Packers and Aaron Rodgers fined over COVID-19 vaccine


Back in late August when Packers QB Rodgers was asked about his vaccination status, he said: “Yeah, I’ve been immunized.” (AP Foto/Rick Scuteri)

(NewsNation Now) — Green Bay Packers quarterback Aaron Rodgers appeared remotely on a popular sports talk show Tuesday to further address criticisms about comments he made on his COVID-19 vaccination status.

“I shared an opinion that’s polarizing,” Rodgers said on SiriusXM’s “Pat McAfee Show” on Tuesday. “I made some comments that people may have felt were misleading. I take full responsibility for those comments. But in the end, I have to stay true to who I am and what I’m about. I stand behind the things that I said.”

Rodgers was referring to his comments made late August when he was asked about his vaccination status; he said: “Yeah, I’ve been immunized.”

Rodgers, however, did not receive one of the COVID-19 inoculations but instead followed an “immunization protocol,” claiming that he took alternative treatments because he was allergic to ingredients in the mRNA vaccines.

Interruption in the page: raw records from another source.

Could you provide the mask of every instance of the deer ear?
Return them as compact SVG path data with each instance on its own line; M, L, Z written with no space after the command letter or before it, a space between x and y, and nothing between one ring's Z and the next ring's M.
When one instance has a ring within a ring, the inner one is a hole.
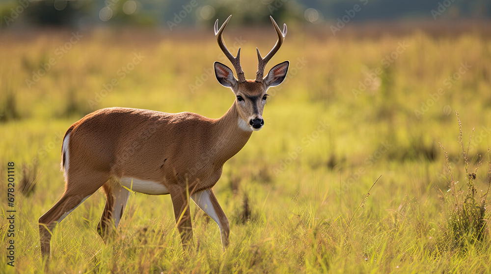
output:
M286 73L288 72L290 62L285 62L278 64L272 68L266 77L263 79L263 83L267 90L270 87L277 86L283 82L286 78Z
M232 89L237 86L237 80L234 77L234 73L228 67L219 62L215 62L214 67L217 80L222 86L227 88L232 88Z

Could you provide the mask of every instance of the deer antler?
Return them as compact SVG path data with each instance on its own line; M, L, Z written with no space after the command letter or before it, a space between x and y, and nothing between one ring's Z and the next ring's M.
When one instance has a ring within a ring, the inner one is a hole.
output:
M225 45L225 42L223 42L223 38L222 37L223 30L225 29L225 27L227 26L227 24L228 23L228 21L230 20L231 17L232 17L232 15L230 15L228 17L228 18L227 18L223 24L221 25L220 29L218 29L218 19L217 19L217 21L215 21L215 35L217 36L217 42L218 42L218 45L220 46L220 48L221 49L221 51L223 52L223 53L225 53L225 56L227 56L228 60L230 60L230 62L232 63L232 65L233 65L234 68L235 68L235 72L237 73L237 78L239 79L239 83L243 83L246 82L246 77L244 76L244 72L242 70L242 67L241 66L241 48L239 47L239 51L237 51L237 57L234 57L230 53L230 52L228 51L227 46Z
M256 49L257 50L258 60L257 72L256 72L256 82L263 82L263 76L264 75L264 68L266 67L266 64L268 64L268 62L270 61L271 57L273 57L273 55L279 49L280 47L283 44L283 42L285 41L285 37L286 36L286 24L283 24L283 32L282 32L279 28L278 27L278 25L276 24L273 18L270 16L270 18L271 18L271 22L273 23L273 26L274 27L274 30L276 30L276 34L278 34L278 41L276 41L276 43L274 44L274 46L270 51L270 53L265 56L264 58L261 58L259 49L257 47L256 48ZM216 24L215 26L216 28Z

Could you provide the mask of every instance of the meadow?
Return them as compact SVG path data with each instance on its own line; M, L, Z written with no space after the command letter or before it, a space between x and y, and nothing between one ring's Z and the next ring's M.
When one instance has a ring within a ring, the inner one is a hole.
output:
M253 78L254 48L269 50L274 32L229 28L226 43L234 53L242 46ZM471 216L456 215L463 205L490 199L490 36L478 25L445 33L347 27L333 37L327 27L289 25L266 68L289 60L288 78L270 90L264 128L214 188L230 221L229 247L222 251L218 226L192 204L196 249L183 255L170 196L138 193L105 244L98 191L55 229L49 272L491 272L489 213L475 218L488 224L477 232L474 219L456 227ZM72 123L112 106L217 118L234 100L212 71L215 61L230 64L211 28L0 37L1 273L44 273L37 220L63 193L61 138Z

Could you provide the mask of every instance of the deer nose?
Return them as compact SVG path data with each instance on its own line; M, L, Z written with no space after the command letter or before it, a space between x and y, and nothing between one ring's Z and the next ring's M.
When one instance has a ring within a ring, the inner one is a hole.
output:
M249 124L253 128L258 129L264 125L264 120L259 118L255 118L249 121Z

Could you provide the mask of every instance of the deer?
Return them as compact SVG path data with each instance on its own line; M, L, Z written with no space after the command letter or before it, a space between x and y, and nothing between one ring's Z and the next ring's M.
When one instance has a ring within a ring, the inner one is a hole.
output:
M264 58L256 48L256 78L246 80L240 48L234 57L222 37L231 17L219 29L217 19L214 28L218 46L237 75L225 65L214 64L218 83L235 95L223 116L212 119L190 112L112 107L89 114L68 128L61 146L64 192L39 219L42 257L51 256L52 231L56 225L101 188L106 203L97 232L103 239L117 228L130 194L138 192L170 195L185 251L194 244L190 199L218 225L222 250L229 245L228 219L213 187L225 162L242 149L253 131L262 128L267 91L283 81L290 64L280 63L263 77L266 64L287 32L286 24L282 31L270 16L277 41Z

It came as the league fined the Packers $300,000, and fined Rodgers and wide receiver Allen Lazard $14,650 each for violating COVID-19 protocols. Rodgers and Lazard attended a Halloween party, which is against the rules for unvaccinated players. They also did not wear masks in all appropriate places in the team’s facility.

The NFL responded to Rodgers’ petition to accept his immunization status, telling him he would be considered an unvaccinated player.

News of Rodgers testing positive for COVID-19 and being unvaccinated made his word choice controversial, especially since the star quarterback was seen holding mask-free news conferences in club facilities, which is against the rules agreed upon by the NFL and NFL Players Association.

“I had a lot of time to think about things in my silence here,” Rodgers said Tuesday while serving out his mandatory NFL 10-day quarantine at his house in Green Bay. “This has definitely been a time of a lot of reflection.”

Rodgers expressed empathy for the difficult time that so many people have had dealing with COVID, saying, “I understand that people are suffering.”

“I also know how sports can be such a connector and bring people together in times of adversity,” he said. “I do realize I am a role model to a lot of people.”

Rodger first spoke out Friday since testing positive for COVID-19, starting the interview by saying, “I realize I’m in the crosshairs of the woke mob right now, so before my final nail gets put in my cancel-culture casket, I think I’d like to set the record straight on so many of the blatant lies that are out there about myself right now.”

“I don’t really feel like there’s a need to address that,” Rodgers said Tuesday. “I stand by what I said and the reasons why I made the decision.”

“I did what I thought was in my best interest for my body,” Rodgers said. “Further comments, I’m gonna keep between myself and my doctors.”

On Monday, insurance giant State Farm said it is sticking with Rodgers in the wake of his comments, saying in a statement:

“Aaron Rodgers has been a great ambassador for our company for much of the past decade,” a company spokesperson told Nexstar in a statement. “We don’t support some of the statements that he has made, but we respect his right to have his own personal point of view.”

“I think it’s a time to move forward for me and think about football,” he said. “I’m an athlete, I’m not an activist. So I’m gonna get back to doing what I do best and that’s playing ball.”

Rodger’s positive COVID diagnosis forced him to sit out Green Bay’s loss Sunday to Kansas City, 7-13, ending the Packers’ seven-game winning streak.

“I don’t want to miss any more games. It’s hard to watch,” he said.